Perhaps it is precisely in the pathetic that something can be liberated and rescued, namely that which has always fascinated and captivated us with its intensity, but which is repeatedly withdrawn from us by the 'oversized' symbolic templates (clichés) into which our feelings are pressed in various social processes. What is encapsulated therein should be broken open in order to make it ambivalent again and allow it to be experienced anew - so that our own individual feelings are given a chance and space in relation to the main figure 'condemned' by society and what fascinates and repels us about her. And thus the alien, the repressed in ourselves.
Iris ter Schiphorst
According to Aby Warburg, 'I pathos formulas' are part of a universal cultural history, "engrams of passionate experience as memory-preserved heritage". In this context, he speaks of a "supra-historical treasure trove of human suffering", an "imprint of affects". According to Warburg, both religion and art refer permanently to this vital imprint of affects and develop their forms in dialogue with it.
see also interview with Thea Derks/Iris ter Schiphorst in Contemporary Classical, 05.11.2019:
Wikileaks has never been caught on a single error'
Reviews
for the German premiere in Frankfurt a. M., 11.04.2021, Wiesbadener Kurier, Sylvia Adler, 14.04.2021
Debut of "Assange - Fragmente einer Unzeit" via live stream
FRANKFURT A strangled cry behind her hand, a gasp, a choke. Soprano Sarah Maria Sun presses her hand in front of her mouth. The death throes raging in her throat remain almost silent and implode inwards.

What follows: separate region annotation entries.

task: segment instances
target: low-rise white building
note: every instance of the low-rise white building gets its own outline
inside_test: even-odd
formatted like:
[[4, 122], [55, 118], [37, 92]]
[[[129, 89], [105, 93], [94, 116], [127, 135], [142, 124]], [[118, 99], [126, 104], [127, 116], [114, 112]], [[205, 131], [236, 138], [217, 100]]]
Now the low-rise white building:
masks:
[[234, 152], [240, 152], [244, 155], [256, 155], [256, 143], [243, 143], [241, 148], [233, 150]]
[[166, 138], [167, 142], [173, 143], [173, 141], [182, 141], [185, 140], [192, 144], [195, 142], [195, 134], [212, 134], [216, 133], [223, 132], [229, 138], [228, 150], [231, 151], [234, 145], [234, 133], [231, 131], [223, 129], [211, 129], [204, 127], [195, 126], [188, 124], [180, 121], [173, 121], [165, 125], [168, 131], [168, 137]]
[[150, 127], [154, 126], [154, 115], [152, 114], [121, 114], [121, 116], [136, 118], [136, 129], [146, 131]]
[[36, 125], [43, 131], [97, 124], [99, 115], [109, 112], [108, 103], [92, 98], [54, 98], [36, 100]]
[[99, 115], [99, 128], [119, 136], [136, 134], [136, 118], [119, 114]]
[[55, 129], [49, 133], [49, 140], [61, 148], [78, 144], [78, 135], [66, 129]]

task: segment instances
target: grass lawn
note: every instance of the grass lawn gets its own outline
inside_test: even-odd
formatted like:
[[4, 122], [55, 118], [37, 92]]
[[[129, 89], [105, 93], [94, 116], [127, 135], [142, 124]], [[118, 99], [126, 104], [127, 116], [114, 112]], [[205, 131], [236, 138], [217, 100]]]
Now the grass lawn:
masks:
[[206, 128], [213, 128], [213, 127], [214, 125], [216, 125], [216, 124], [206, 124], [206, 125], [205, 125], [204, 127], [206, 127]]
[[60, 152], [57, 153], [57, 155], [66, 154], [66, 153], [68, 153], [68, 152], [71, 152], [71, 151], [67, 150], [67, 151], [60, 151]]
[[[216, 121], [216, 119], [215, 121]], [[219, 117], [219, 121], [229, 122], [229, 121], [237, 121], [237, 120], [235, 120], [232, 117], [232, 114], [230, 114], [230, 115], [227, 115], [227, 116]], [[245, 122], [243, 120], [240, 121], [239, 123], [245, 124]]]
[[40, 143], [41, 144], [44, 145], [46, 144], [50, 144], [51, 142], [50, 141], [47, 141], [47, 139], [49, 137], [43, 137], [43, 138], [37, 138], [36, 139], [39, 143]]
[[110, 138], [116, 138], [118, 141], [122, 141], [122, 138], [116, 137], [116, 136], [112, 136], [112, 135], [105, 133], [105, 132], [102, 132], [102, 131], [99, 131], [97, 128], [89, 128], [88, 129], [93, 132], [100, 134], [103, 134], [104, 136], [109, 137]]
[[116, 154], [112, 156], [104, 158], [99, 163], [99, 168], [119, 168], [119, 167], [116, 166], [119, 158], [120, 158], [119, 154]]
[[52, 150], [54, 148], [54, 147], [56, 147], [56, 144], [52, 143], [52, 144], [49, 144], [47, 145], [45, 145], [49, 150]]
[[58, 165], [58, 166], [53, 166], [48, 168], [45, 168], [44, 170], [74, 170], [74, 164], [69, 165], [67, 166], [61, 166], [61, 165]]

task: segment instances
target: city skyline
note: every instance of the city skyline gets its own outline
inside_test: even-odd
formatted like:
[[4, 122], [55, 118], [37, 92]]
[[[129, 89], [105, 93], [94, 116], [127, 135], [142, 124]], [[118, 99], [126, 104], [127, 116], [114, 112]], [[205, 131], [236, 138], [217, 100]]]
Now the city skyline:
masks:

With her 2019 work "Assange - Fragmente eine Unzeit" for female voice, ensemble and sampler, composer Iris ter Schiphorst has created a powerful plea against the threat to individual liberties. On Sunday, the piece - performed by Ensemble Modern under the direction of Corinna Niemeyer - received its German premiere in Frankfurt via live stream.
The composer was inspired to write the work by the Julian Assange case. The founder of the Wikileaks whistleblowing platform has been in a British prison for two years. Previously, he had taken refuge in the London embassy of Ecuador for seven years as a politically persecuted person. He fears extradition to the USA, where he faces life imprisonment, if not the death penalty, for allegedly betraying secrets. In 2010, Wikileaks revealed alleged war crimes in Iraq and Afghanistan by publishing internal documents from the US armed forces. The performance of Schiporst's work, which lasts just under 30 minutes, was the centrepiece of a matinee performance hosted by Ensemble Modern together with the initiative "The Utopian Space in Global Frankfurt" in Frankfurt's Dachsaal on Sunday....
Formally, her strictly dualistic work reflects a dramatic imbalance of power. Soprano Sarah Maria Sun's voice, intoned with a furious vocal spectrum, symbolised the endangered individual, who was confronted by the Ensemble Modern with its concentrated sound power as an overpowering collective. In mercilessly swelling crescendos, the orchestra put the vocal part to the test, forcing it to its knees with unyielding rhythms and infernal increases in tempo - to the point of complete destruction.
...
Interspersed in the music like glaring, sharp-edged splinters were clips from media reports and politicians' statements from Theresa May to Hillary Clinton. The composer had picked them out of a flood of original sound bites to shed light on the public controversy. An aggressive cacophony of overlapping voices finally silenced the individual. In the maelstrom of public opinion rushing through the orchestra, he suffered a complete loss of speech. The silencing of a critical voice could hardly be more drastic and disturbing.